“For we know that if our temporary, earthly dwelling is destroyed, we have a building in the heavens, not made with hands.” – @ Corinthians, 5:1
There is a commercial that’s been around for a while that involves characters named Cheryl and Victor and something known as a “she-shed”. I’m sure you’ve probably seen it. We laugh every time we see it. But sometimes God catches me at the right moment (like now) and uses things like this to lead me down a path of deeper thought. So come take a walk with me.
Apparently, the concept of a she shed is in response to something known as a ‘man cave’. It’s a space where a guy can retreat and do guy stuff- drink beer and watch sports, hang out with his buddies, or just do whatever comes to mind. It can be as simple as a small TV and ice chest in the basement, or as elaborate as a Las Vegas game room. Besides the man cave, guys also have what’s known as the “shop” (here I must plead guilty), a place to collect and work with tools of various types and build things both useful and maybe not so much. In this age of equality, this was unacceptable so the women decided they needed their own space to do their own thing as well. It may simply be a small private area in or away from the house or a rather palatial edifice in the backyard approachable only by royal edict.
Let me hasten to say there’s nothing inherently wrong with the desire to have that special place where I can just be myself and have some uninterrupted time. But it’s the underlying mindset it reflects that can be troubling. If it causes us to focus on ourselves and not on God, then there’s a problem.
The temptation is to start believing that we somehow deserve this. We start focusing on how good we are, how hard we work, and how ‘everyone else’ has just as much, so why shouldn’t I? The world has one rule- the one who has the most stuff is the winner. So we get seduced into chasing after piling up more stuff: a nicer house, a nicer car, more clothes, more toys and playthings, thinking it will make up happier, more fulfilled people.
In Luke 12 Jesus tells the parable of a man who has come to be known as the Rich Fool. He is a farmer blessed with an unusually large harvest. He’s faced with a dilemma: what to do with all the surplus? His solution is to tear down his barns and build bigger ones. But it’s his conclusion after that gets him into trouble. Having decided to squirrel away his harvest, he decides he can then enjoy the good life for many years, since he has the benefit of a surplus he can dispose at his leisure. God has a different take: he demands the man’s life that night, and it’s left to someone else to dispose of the man’s assets.

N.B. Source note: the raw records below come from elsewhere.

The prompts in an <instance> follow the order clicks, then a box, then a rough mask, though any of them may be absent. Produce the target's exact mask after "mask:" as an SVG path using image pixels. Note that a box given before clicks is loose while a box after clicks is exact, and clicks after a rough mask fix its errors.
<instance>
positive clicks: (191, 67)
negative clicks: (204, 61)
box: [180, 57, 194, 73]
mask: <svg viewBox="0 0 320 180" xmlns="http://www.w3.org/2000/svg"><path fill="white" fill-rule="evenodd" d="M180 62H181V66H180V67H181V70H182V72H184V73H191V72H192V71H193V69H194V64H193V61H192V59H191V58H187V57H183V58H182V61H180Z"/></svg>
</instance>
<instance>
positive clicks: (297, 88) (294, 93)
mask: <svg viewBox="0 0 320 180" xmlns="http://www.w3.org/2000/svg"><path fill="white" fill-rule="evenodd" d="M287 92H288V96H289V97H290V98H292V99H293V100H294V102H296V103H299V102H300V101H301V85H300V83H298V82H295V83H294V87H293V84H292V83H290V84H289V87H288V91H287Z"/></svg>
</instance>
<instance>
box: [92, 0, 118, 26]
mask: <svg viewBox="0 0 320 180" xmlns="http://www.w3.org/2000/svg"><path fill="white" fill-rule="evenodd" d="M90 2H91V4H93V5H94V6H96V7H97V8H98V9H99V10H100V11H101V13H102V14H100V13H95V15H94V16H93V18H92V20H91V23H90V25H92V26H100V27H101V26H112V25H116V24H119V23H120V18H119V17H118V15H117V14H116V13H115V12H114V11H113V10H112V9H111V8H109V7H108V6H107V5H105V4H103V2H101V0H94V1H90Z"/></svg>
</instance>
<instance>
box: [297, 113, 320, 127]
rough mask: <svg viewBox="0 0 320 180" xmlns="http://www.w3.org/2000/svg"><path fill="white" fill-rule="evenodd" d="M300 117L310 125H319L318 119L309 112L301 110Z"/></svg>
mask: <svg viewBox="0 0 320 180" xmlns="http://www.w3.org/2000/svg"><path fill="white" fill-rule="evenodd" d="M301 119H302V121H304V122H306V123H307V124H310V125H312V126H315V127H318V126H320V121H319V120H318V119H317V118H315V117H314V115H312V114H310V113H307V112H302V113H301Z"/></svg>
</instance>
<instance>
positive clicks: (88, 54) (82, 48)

We need to maintain a long view of life. That doesn’t mean we should expect this life to last a long time, quite the opposite. We need to keep our focus beyond this life. We need to constantly consider the “then what?”. We get the nice house- then what? We get the man cave/she shed- then what? We get all the stuff our hearts ever desired to make us comfortable and happy-then what? At some point, we will all die, despite mankind’s desperate attempts to make it otherwise. Then what?
Riches aren’t necessarily a curse, just as poverty isn’t in and of itself virtuous. It’s our attitude about our stuff that’s the important factor. If we are wise we recognize God as the source of our blessings, and understand the purpose is for us to be able to provide blessings to others who do not enjoy them. Proverbs 22:9 tells us “A generous person will be blessed, for he shares his food with the poor”. Notice that generosity is not defined in socioeconomic terms. Someone with little can be just as generous (sometimes even more so) than one who has a lot of this world’s ‘stuff’.
We never know when our life here will end. So spend your days building a permanent dwelling on the other side of the vale. You do that by serving God and others. Certainly enjoy the blessings of this life, but don’t get so obsessed with them you fail to focus on more important, lasting things. After all, who gets your man cave or she shed when you’re gone if your kids decide they don’t want it? And what will it matter?